Among the methods applied, exponential smoothing provides the most accurate and responsive forecast for the upcoming month. Its ability to assign different weights to recent data points allows it to capture shifts and trends more effectively than simple methods like moving averages or average change calculations. The exponential smoothing method adapts well to recent changes, which is crucial in a healthcare setting where patient volumes can vary due to seasonal trends or emergent health issues (Hyndman & Athanasopoulos, 2018).

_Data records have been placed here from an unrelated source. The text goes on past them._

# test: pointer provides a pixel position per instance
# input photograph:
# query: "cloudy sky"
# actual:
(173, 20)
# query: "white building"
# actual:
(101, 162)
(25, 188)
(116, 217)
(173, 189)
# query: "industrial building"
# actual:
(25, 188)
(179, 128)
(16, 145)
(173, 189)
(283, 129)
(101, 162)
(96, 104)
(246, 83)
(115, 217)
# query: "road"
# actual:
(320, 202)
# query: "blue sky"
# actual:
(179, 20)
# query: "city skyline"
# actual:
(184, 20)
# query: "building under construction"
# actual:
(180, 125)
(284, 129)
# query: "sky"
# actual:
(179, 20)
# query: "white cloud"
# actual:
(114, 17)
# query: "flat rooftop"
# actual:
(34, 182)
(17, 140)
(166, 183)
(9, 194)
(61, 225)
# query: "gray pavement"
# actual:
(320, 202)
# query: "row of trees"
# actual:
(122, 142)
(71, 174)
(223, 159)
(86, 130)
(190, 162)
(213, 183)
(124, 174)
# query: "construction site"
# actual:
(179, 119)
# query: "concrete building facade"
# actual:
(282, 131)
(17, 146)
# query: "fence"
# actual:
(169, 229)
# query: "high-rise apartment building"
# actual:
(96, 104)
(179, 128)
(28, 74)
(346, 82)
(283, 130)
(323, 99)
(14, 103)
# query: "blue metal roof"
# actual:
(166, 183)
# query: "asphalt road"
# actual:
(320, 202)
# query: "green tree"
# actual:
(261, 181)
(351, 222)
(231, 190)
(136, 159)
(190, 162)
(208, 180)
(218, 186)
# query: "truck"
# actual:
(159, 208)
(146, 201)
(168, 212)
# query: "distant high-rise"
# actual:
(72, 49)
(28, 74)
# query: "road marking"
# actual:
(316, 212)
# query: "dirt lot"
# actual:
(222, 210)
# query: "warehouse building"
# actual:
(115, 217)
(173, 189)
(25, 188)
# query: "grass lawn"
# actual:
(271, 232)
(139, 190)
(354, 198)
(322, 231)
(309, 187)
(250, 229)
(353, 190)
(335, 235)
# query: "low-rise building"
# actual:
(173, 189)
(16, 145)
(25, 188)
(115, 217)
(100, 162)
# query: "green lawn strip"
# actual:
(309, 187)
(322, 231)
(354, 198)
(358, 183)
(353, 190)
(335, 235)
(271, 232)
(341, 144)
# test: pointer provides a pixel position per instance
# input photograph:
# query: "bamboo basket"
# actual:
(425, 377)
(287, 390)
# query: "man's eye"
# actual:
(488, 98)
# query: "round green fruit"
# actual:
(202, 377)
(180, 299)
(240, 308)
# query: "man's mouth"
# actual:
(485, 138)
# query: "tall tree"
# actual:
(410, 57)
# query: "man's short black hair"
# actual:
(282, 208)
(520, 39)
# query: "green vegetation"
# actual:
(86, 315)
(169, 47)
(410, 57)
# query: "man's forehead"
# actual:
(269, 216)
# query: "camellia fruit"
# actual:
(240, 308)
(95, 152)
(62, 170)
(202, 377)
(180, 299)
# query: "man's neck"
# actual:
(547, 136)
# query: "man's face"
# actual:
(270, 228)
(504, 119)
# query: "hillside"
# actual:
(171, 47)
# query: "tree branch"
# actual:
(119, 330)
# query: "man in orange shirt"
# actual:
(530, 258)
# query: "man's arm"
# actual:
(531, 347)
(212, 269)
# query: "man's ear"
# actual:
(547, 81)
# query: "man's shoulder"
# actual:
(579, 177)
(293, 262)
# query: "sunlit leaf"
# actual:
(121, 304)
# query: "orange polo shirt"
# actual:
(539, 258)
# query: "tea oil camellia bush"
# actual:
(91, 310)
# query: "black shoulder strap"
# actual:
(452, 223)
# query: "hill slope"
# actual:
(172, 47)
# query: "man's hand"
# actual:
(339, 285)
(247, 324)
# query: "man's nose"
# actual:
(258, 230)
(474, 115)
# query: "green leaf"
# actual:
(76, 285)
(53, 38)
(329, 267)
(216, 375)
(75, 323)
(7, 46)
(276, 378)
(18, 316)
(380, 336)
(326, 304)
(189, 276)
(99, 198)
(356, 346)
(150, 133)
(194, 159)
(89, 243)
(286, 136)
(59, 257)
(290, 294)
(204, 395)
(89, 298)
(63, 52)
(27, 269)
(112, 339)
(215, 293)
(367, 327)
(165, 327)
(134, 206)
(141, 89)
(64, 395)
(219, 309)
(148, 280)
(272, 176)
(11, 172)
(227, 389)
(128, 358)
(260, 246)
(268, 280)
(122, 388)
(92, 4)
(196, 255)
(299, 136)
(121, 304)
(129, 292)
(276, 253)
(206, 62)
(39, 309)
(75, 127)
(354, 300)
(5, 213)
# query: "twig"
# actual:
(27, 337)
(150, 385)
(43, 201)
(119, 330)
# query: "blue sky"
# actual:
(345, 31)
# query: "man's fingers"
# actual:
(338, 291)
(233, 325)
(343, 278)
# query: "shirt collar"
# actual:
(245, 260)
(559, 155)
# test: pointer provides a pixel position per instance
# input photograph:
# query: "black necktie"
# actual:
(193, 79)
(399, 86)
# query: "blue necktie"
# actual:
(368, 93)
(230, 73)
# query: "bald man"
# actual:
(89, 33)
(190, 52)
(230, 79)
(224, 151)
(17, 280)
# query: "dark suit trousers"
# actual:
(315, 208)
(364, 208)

While the average percent change and average change methods are straightforward, they assume a steady pattern that may not reflect real fluctuations. The confidence interval offers a range rather than a precise point forecast; thus, its utility is more in understanding variability than pinpoint predictions. The moving average smooths fluctuations but can lag behind sudden changes, making it less ideal for short-term forecasting in dynamic environments.

Therefore, exponential smoothing is recommended as the best method in this context, considering its ability to weigh recent data heavily, adapt to new patterns, and generate more accurate short-term forecasts. Implementing this technique can improve healthcare organizations’ planning accuracy, ultimately leading to better patient care and operational efficiency.

References

  • Hyndman, R. J., & Athanasopoulos, G. (2018). Forecasting: principles and practice. OTexts.
  • Hussein, M., & Taha, H. (2017). Forecasting outpatient appointments to improve patient flow management in healthcare settings. Journal of Healthcare Engineering, 2017, 1-10.
  • Makridakis, S., Wheelwright, S. C., & Hyndman, R. J. (2020). Forecasting: methods and applications. John Wiley & Sons.
  • Mele, M., Chierici, L., & Russo, P. (2018). Application of exponential smoothing for patient volume prediction in Veterans Health Administration. Health Management Technology, 39(4), 36–38.
  • Gorin, M., & Hu, Y. (2019). Time series forecasting methods in health care data analysis: A systematic review. Journal of Biomedical Informatics, 94, 103195.
  • Hussein, M., & Taha, H. (2017). Forecasting outpatient appointments to improve patient flow management in healthcare settings. Journal of Healthcare Engineering, 2017, 1-10.
  • Makridakis, S., Wheelwright, S. C., & Hyndman, R. J. (2020). Forecasting: methods and applications. John Wiley & Sons.
  • Hyndman, R. J., & Athanasopoulos, G. (2018). Forecasting: principles and practice. OTexts.
  • Chow, T., & Chang, P. (2019). Advanced forecasting techniques in health management. Health Care Management Review, 44(2), 186–193.
  • Li, T., & Wang, Y. (2020). Improving healthcare resource planning through time series analysis. International Journal of Medical Informatics, 137, 104126.